SNDL è nato da un’esigenza personale

L’estate passata aveva portato un’apparente quiete nell’aria. La pandemia era in letargo, almeno nella nostra terra. Nonostante la realtà intorno a me fosse calma, soleggiata, fiorita, nonostante fossi conscia che stesse andando tutto bene, che era andato tutto bene anche quando le cose andavano molto male, non riuscivo a esser quieta. Portavo ancora dentro la scossa dei mesi precedenti, il moto vacillante della mutazione. Nostra. Mia. Era sempre lì. E più tentavo di contenerlo, più forte si muoveva. 

Cosa era successo, in fondo?


Ero diventata madre. 
Ero diventata madre, a un mese dalla mia laurea specialistica.
Ero diventata madre, a un mese dalla mia laurea specialistica, mentre scoppiava una pandemia mondiale.

SNDL è nato da una libera_azione terapeutica

Ho fatto emergere i miei grovigli.
Ho disteso i ricordi, li ho accarezzati e me ne sono riappropriata.
Ho dato una forma alle mie sensazioni per quanto confuse, disordinate, ancora da capire.
Ho guardato più a fondo di quanto non avessi visto in passato.
Mi sono fatta coraggio per espormi sinceramente, senza trasgredirmi.
Volevo ripercorrere quei mesi per comprendere se, col senno di poi, avessi metabolizzato ciò che era accaduto.

Ho aperto la memoria e tracciato la strada percorsa. 

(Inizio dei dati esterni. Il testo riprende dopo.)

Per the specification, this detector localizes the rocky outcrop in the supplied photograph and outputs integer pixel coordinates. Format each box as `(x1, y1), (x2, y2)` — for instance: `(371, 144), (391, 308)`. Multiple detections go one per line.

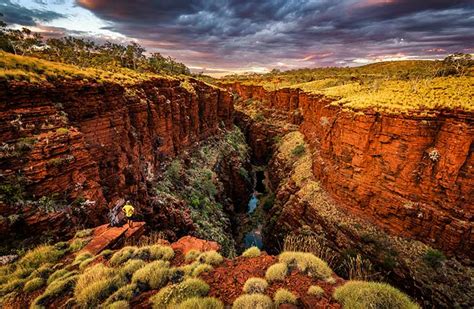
(226, 83), (473, 260)
(0, 78), (233, 239)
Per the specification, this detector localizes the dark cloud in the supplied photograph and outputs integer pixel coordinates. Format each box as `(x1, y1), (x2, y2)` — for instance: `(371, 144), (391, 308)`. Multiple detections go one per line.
(0, 0), (64, 26)
(5, 0), (474, 72)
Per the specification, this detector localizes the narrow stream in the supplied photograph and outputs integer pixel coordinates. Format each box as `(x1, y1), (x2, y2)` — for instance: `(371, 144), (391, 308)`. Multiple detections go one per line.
(243, 168), (266, 249)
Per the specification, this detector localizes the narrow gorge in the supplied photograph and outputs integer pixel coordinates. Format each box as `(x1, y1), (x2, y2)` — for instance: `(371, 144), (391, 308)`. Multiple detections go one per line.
(0, 75), (472, 308)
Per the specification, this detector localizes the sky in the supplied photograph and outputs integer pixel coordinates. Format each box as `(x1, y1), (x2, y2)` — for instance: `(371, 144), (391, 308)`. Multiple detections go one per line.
(1, 0), (473, 76)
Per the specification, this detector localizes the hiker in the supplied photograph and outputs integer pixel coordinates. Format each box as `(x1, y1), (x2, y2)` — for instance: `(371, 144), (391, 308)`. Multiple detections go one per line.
(122, 200), (135, 228)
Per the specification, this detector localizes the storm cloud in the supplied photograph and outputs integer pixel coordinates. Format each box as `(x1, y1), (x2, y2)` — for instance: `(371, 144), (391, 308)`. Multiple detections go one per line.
(2, 0), (473, 74)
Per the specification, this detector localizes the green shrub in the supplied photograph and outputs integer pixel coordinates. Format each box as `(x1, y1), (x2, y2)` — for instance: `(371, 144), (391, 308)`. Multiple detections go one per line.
(232, 294), (273, 309)
(192, 264), (213, 277)
(100, 249), (114, 258)
(291, 144), (305, 157)
(149, 278), (209, 308)
(47, 269), (70, 285)
(149, 245), (174, 261)
(31, 275), (78, 308)
(118, 259), (146, 281)
(279, 251), (332, 279)
(103, 283), (139, 306)
(54, 241), (69, 250)
(134, 246), (151, 260)
(197, 251), (223, 266)
(307, 285), (324, 297)
(74, 252), (93, 265)
(23, 277), (45, 292)
(242, 277), (268, 294)
(27, 263), (54, 280)
(185, 250), (201, 262)
(106, 300), (129, 309)
(19, 245), (64, 269)
(74, 228), (94, 238)
(74, 264), (118, 308)
(274, 288), (297, 306)
(79, 257), (95, 270)
(242, 247), (260, 258)
(333, 281), (419, 309)
(265, 263), (288, 282)
(179, 296), (224, 309)
(423, 249), (446, 267)
(69, 238), (89, 252)
(131, 260), (169, 290)
(0, 278), (26, 296)
(178, 262), (200, 277)
(110, 247), (137, 266)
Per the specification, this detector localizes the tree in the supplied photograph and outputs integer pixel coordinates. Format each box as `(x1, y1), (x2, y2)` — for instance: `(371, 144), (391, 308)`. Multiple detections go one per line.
(443, 53), (473, 76)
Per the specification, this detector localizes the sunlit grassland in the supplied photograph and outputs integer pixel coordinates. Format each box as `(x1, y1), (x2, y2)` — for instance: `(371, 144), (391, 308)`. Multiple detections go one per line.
(0, 51), (176, 84)
(220, 60), (473, 113)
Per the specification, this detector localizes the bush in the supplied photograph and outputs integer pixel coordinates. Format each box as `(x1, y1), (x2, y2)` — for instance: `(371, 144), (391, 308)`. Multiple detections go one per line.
(31, 275), (78, 307)
(291, 144), (305, 157)
(274, 288), (297, 306)
(23, 277), (45, 292)
(27, 263), (54, 280)
(106, 300), (129, 309)
(242, 277), (268, 294)
(192, 264), (213, 277)
(423, 249), (446, 267)
(74, 228), (94, 238)
(69, 238), (89, 252)
(110, 247), (137, 266)
(0, 278), (26, 296)
(333, 281), (419, 309)
(118, 259), (146, 281)
(131, 260), (169, 290)
(242, 247), (260, 258)
(19, 245), (64, 269)
(100, 249), (114, 258)
(197, 251), (223, 266)
(279, 251), (332, 279)
(265, 262), (288, 282)
(307, 285), (324, 297)
(149, 245), (174, 261)
(103, 283), (139, 306)
(47, 269), (70, 285)
(79, 257), (95, 270)
(179, 296), (224, 309)
(73, 252), (93, 265)
(150, 278), (210, 308)
(185, 250), (201, 262)
(232, 294), (273, 309)
(75, 264), (118, 308)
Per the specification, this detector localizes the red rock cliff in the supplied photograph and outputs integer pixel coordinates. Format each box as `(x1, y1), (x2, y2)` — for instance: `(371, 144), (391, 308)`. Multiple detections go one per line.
(227, 83), (473, 260)
(0, 78), (233, 237)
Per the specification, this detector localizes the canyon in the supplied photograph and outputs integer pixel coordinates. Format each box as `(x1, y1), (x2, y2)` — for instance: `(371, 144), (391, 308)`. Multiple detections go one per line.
(0, 78), (233, 242)
(227, 82), (473, 260)
(0, 76), (473, 307)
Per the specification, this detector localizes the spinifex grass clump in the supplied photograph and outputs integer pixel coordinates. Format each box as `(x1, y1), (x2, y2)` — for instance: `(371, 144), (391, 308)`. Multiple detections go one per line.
(131, 260), (170, 290)
(265, 262), (288, 282)
(242, 278), (268, 294)
(333, 281), (419, 309)
(242, 247), (261, 258)
(279, 251), (332, 279)
(149, 278), (210, 308)
(232, 294), (273, 309)
(274, 288), (297, 306)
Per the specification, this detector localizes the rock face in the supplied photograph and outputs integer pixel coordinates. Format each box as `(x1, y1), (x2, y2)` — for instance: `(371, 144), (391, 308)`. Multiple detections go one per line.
(0, 78), (233, 239)
(226, 83), (473, 260)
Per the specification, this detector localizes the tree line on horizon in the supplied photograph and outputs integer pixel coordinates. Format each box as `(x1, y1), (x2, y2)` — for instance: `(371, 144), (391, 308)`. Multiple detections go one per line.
(0, 15), (191, 76)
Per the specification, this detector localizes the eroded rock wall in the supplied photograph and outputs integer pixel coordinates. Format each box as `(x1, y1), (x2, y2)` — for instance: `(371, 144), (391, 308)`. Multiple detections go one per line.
(0, 78), (233, 237)
(227, 83), (473, 260)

SNDL ha preso la forma della carta
Prima come un libretto anonimo di sole fotografie, spazi bianchi e un unico testo di cinque parole. Bastava il titolo a contestualizzare il contenuto e ci voleva molto di più per immergersi nelle pagine successive.

Spoglio. 
Come mi ero sentita io durante il parto, in ospedale e in quei primissimi mesi.

Semplice.
Come avevo diritto di essere: naturale, priva di trucchi e di convenzioni.

Riservato.
Come l’intimità del turbine emotivo che mi stava attraversando.

Onirico.
Come i frammenti di un sogno dolcissimo e caotico, pieno di fiducia, paura, di nuovo amore e di perdono.

Vero.

SNDL è maturato
Ha trovato terreno fertile e in una guida fraterna. 
Gli spazi vuoti sono divenuti piazze di dialogo. 
Quelle carte, un luogo di fusione tra due linguaggi che raccontano una storia: la nascita di una figlia, di una madre, di due genitori, di un nuovo nucleo, di un amore diverso, di una mutazione.

SNDL è l’acronimo di Sono nata durante il lockdown, è il mio primo progetto di editoria fotografica, sviluppato poi con la casa editrice indipendente Seipersei, ed è un frammento potentissimo della mia, della nostra storia.